Máté Nászai had been at the first course when he had started his experiments on a mini biogas power plant fed with bacteria that would be able to provide energy for his school (Miklós Radnóti Secondary Grammar School in Szeged). Ten years ago when, at the age of 15 and the second year of the school, his work was presented in a newspaper article (Hargitai, 2009), his current research challenge was to jump from the ten-litre size to one cubic metre. And although he was given
theoretical support and microorganisms by the relevant department of the University of Szeged, the work he carried on together with his teachers and peers, which was aimed at the development of new biotechnological know-how, must be considered an independent applied research project. 1 Let us see an example from the world of basic researches, too.
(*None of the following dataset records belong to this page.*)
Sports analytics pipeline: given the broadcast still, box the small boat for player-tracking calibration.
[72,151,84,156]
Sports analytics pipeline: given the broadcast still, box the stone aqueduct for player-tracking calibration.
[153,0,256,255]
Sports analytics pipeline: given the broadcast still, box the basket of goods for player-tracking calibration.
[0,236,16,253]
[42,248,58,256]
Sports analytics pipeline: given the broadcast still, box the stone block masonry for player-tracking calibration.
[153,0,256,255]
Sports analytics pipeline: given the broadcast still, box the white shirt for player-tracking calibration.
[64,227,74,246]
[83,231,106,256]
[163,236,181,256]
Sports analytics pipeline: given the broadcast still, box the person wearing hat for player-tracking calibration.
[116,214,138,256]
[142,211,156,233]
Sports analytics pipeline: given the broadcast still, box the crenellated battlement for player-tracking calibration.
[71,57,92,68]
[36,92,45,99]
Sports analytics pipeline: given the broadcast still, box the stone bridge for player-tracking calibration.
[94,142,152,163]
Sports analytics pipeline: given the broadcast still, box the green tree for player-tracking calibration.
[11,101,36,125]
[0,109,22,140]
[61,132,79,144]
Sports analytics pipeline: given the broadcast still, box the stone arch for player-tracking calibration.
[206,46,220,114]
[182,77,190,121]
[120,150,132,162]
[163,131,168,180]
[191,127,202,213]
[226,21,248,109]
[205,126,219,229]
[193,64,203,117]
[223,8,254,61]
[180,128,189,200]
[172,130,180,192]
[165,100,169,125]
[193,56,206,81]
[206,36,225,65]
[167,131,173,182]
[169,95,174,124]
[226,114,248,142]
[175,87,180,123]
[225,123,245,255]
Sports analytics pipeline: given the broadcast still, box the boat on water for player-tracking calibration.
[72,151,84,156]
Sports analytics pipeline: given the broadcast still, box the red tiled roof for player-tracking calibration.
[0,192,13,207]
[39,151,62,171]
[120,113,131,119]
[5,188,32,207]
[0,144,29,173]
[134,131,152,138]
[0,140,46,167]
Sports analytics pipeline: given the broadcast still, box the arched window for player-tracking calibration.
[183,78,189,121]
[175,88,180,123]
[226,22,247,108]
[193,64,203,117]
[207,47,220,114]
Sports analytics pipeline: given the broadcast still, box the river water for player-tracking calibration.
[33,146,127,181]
The youngest author of the gravity centre of scientific publication products, the Nature, fifteen-year-old Neil Ibata contributed to the theory of galaxy evolution when, some years ago, his simulation proved of the dwarf galaxies rotating around the Andromeda that their motion is not chaotic; they form a huge but systematically
moving structure through 1 million light-years (Ibata, 2014). 2
We could go on telling several similar stories from each part of the world. It was always clear that after a certain age, some students’ performance might reach or even exceed that of the qualified members of the scientific community – or at least can be compared to that in some respects. It was not questioned in the pedagogical tradition either that the contribution of school environment might help child prodigies (wunderkind) create full-value scientific results by “adding” to the “brought” family, cultural and socialization elements. 3 This was clear already at the beginning of the 20th century – in Hungary, too, where it was not only young mathematicians and chemists but “literary
historians” and “ethnographers”, as well, who approached reviews and editing publications directly from the school bench. István Hajnal conceived it that although medieval “French universities had
no notes about their students, based on the biographies we can highlight several examples of students younger than ten years old but attending university lessons; contemporaries often spoke of prodigy children who recited Latin authors by heart already at this young age” (Hajnal, 2008: 99).